Let's use the allowed_errors option, and set it to 1

5> jesse:validate_with_schema(Schema,
5>                            <<"{\"a\": 1, \"b\": 2, \"c\": 3}">>,
5>                            [{parser_fun, fun jiffy:decode/1},
5>                             {allowed_errors, 1}]).
{error,[{data_invalid,{[{<<"type">>,<<"boolean">>}]},
                      wrong_type,3,
                      [<<"c">>]},
        {data_invalid,{[{<<"type">>,<<"string">>}]},
                      wrong_type,2,
                      [<<"b">>]}]}

now we got a list of two errors.

Let's now change the value of the field "a" to a boolean

6> jesse:validate_with_schema(Schema,
6>                            <<"{\"a\": true, \"b\": 2, \"c\": 3}">>,
6>                            [{parser_fun, fun jiffy:decode/1},
6>                             {allowed_errors, 1}]).
{error,[{data_invalid,{[{<<"type">>,<<"string">>}]},
                      wrong_type,2,
                      [<<"b">>]},
        {data_invalid,{[{<<"type">>,<<"integer">>}]},
                      wrong_type,true,
                      [<<"a">>]}]}

we stil got only two errors.

Let's try using 'infinity' as the argument for the allowed_errors option

7> jesse:validate_with_schema(Schema,
7>                            <<"{\"a\": true, \"b\": 2, \"c\": 3}">>,
7>                            [{parser_fun, fun jiffy:decode/1},
7>                             {allowed_errors, infinity}]).
{error,[{data_invalid,{[{<<"type">>,<<"boolean">>}]},
                      wrong_type,3,
                      [<<"c">>]},
        {data_invalid,{[{<<"type">>,<<"string">>}]},
                      wrong_type,2,
                      [<<"b">>]},
        {data_invalid,{[{<<"type">>,<<"integer">>}]},
                      wrong_type,true,
                      [<<"a">>]}]}

Maps example

8> jesse:validate_with_schema(Schema,
8>                            <<"{\"a\": 1, \"b\": 2, \"c\": true}">>,
8>                            [{parser_fun, fun(Bin) -> jiffy:decode(Bin, [return_maps]) end}]).
{error,[{data_invalid,#{<<"type">> => <<"string">>},
                      wrong_type,2,
                      [<<"b">>]}]}
9> jesse:validate_with_schema(Schema,
9>                            <<"{\"a\": 1, \"b\": \"val\", \"c\": true}">>,
9>                            [{parser_fun, fun(Bin) -> jiffy:decode(Bin, [return_maps]) end}]).
{ok, #{<<"a">> => 1, <<"b">> => <<"val">>, <<"c">> => true}}

JSON Schema versions

Currently there are two popular drafts of JSON Schema: draft3 and draft4. jesse supports both. To decide which validator to use jesse tries to read $schema property from the given schema, and checks if it's a supported one, otherwise it will return an error. If $schema property isn't provided in the given schema, jesse will use the default validator (currently the validator for draft3).
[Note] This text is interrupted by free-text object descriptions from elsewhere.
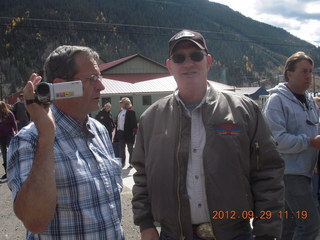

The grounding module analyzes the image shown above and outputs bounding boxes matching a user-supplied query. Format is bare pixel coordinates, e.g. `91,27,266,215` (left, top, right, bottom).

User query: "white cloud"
291,19,320,46
209,0,319,46
305,2,320,14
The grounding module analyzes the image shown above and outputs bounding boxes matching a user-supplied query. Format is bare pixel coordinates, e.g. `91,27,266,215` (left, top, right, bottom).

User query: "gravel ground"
0,165,25,240
0,158,141,239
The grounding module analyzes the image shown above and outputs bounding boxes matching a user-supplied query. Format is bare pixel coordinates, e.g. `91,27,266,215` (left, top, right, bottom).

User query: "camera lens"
36,82,51,103
36,83,50,95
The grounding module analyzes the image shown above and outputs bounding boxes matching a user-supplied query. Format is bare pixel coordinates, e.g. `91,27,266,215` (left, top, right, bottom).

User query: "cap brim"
170,39,205,55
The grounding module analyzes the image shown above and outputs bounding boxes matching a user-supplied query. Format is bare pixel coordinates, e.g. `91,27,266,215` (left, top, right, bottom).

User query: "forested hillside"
0,0,319,97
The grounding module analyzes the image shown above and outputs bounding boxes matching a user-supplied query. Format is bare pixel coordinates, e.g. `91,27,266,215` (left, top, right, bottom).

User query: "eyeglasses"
170,51,206,64
70,75,103,85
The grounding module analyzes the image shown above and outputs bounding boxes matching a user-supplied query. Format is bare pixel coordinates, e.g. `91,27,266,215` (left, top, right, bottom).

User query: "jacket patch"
153,132,163,137
214,123,242,136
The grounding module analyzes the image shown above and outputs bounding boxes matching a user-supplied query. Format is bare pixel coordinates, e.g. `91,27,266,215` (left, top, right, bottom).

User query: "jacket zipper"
201,107,215,239
176,106,185,240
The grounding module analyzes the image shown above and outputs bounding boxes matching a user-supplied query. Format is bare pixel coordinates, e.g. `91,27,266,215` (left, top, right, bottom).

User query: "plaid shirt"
7,104,124,240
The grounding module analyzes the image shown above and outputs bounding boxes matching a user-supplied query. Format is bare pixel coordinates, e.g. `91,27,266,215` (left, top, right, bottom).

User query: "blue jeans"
117,130,134,166
312,173,320,213
160,230,253,240
0,136,12,173
281,175,320,240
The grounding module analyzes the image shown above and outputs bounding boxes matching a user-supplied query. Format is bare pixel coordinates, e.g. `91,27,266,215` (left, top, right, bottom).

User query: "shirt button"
195,175,199,180
193,149,197,153
198,203,202,208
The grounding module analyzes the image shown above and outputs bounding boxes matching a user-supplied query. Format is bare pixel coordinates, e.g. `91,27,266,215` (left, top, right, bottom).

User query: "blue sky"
210,0,320,47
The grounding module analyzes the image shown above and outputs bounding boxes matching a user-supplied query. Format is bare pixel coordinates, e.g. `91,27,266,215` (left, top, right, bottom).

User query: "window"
142,95,151,106
102,97,111,106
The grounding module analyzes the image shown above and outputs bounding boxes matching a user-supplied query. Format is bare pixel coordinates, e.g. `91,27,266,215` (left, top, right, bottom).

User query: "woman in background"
0,101,18,180
116,97,137,168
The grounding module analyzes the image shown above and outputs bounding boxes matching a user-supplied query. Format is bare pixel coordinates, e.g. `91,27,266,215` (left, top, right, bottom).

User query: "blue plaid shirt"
7,104,124,240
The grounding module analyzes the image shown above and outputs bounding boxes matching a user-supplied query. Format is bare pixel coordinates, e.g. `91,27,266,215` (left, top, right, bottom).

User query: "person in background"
132,29,284,240
116,97,137,168
0,101,17,180
12,93,30,130
264,51,320,239
95,102,115,139
6,45,124,239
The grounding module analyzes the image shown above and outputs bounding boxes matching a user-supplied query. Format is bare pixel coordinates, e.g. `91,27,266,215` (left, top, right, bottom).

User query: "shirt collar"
51,104,94,138
174,85,209,112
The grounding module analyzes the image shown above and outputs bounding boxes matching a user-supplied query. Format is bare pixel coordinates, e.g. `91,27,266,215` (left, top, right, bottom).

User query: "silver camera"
35,80,83,103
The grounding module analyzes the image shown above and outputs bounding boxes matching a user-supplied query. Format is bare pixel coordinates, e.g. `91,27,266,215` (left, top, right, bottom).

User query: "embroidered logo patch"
213,123,241,136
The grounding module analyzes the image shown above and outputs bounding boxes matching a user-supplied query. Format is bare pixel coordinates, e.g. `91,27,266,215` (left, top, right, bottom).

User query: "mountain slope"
0,0,319,96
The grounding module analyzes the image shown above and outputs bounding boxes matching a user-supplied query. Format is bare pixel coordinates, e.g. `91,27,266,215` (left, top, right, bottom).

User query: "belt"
192,223,215,240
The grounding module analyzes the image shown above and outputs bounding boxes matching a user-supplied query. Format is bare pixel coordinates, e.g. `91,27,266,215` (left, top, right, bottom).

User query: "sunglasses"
170,51,206,64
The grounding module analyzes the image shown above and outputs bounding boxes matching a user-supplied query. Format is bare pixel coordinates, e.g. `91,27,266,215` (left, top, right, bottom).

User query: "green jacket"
132,84,284,240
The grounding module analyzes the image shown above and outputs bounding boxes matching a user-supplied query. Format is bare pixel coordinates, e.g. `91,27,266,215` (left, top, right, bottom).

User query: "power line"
0,16,314,48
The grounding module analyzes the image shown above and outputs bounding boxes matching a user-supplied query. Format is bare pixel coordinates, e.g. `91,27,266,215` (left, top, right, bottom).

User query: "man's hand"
310,135,320,149
23,73,55,138
141,228,159,240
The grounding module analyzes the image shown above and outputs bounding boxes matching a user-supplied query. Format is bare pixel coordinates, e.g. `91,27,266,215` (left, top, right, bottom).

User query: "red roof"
99,54,167,72
99,53,169,83
99,55,137,71
99,53,167,72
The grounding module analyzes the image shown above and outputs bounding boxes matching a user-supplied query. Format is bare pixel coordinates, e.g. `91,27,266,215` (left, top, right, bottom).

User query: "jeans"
312,173,320,213
160,230,253,240
281,175,320,240
117,130,134,166
0,136,12,173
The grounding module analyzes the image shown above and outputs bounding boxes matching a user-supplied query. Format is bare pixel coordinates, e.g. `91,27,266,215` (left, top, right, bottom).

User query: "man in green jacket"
132,29,284,240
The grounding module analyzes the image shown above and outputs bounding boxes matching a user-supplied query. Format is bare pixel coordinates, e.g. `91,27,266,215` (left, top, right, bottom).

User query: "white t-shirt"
117,109,127,131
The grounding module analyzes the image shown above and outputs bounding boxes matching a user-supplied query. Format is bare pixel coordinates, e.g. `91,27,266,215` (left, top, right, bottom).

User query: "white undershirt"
175,90,210,224
117,109,127,131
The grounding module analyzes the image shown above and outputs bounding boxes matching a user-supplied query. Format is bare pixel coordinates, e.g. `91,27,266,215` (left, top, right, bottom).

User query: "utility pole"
313,71,315,96
314,70,319,96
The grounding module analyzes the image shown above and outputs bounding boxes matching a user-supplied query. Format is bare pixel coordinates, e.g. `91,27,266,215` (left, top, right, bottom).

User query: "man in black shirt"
95,102,115,139
12,93,30,130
To specify which validator to use by default (if there's no $schema property in the given schema), one should use 'default_schema_ver' option when call jesse:validate/3 or jesse:validate_with_schema/3, the value should be a binary consisting a schema path, i.e. <<"http://json-schema.org/draft-03/schema#">>.

Validation errors

The validation functions jesse:validate/2 and jesse:validate_with_schema/2,3 return {ok, Value} on success and {error, ListOfErrors} on failure. An error is either data_invalid or schema_invalid.
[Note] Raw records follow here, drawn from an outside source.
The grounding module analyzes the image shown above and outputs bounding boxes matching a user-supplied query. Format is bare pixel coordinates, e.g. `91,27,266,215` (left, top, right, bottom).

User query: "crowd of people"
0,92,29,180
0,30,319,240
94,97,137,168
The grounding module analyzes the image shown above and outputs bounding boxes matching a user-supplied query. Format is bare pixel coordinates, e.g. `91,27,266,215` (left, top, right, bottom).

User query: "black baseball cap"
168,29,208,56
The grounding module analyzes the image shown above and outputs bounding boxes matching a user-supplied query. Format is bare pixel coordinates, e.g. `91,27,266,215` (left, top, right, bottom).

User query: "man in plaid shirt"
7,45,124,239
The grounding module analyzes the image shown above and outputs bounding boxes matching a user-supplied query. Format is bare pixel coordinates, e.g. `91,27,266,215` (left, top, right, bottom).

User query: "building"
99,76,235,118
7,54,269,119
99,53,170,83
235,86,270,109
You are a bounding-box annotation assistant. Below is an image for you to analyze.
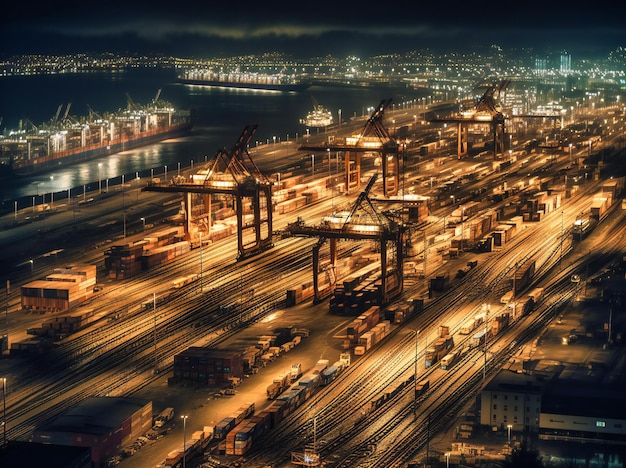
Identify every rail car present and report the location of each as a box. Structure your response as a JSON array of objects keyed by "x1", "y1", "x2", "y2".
[
  {"x1": 471, "y1": 329, "x2": 488, "y2": 348},
  {"x1": 512, "y1": 260, "x2": 535, "y2": 294},
  {"x1": 172, "y1": 273, "x2": 199, "y2": 289}
]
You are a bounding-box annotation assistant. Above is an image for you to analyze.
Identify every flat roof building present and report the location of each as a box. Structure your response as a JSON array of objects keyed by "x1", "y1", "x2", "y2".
[{"x1": 31, "y1": 396, "x2": 152, "y2": 467}]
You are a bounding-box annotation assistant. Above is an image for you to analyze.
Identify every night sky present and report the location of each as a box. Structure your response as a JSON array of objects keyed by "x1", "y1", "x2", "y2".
[{"x1": 1, "y1": 1, "x2": 625, "y2": 58}]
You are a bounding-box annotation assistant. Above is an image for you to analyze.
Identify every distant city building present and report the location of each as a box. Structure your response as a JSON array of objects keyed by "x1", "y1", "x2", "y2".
[
  {"x1": 560, "y1": 51, "x2": 572, "y2": 75},
  {"x1": 535, "y1": 57, "x2": 548, "y2": 77}
]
A data_invalid error is a tuple on the form {data_invalid, Schema, ErrorType, Value, Path} where

  • Schema is the part of the schema where validation failed
  • ErrorType is the type of error, usually an atom such as wrong_type, not_in_range or no_match
  • Value is The part of the value where failed validation agains Schema
  • Path is a path to where validation failed within the original value. The path is a list of property names and zero-based array indices referencing the properties and array items within a JSON document; e.g. in the JSON document {"foo": [42, 43, 44]}, the path [<<"foo">>, 0] refers to the value 42. An empty list refers to the whole JSON document.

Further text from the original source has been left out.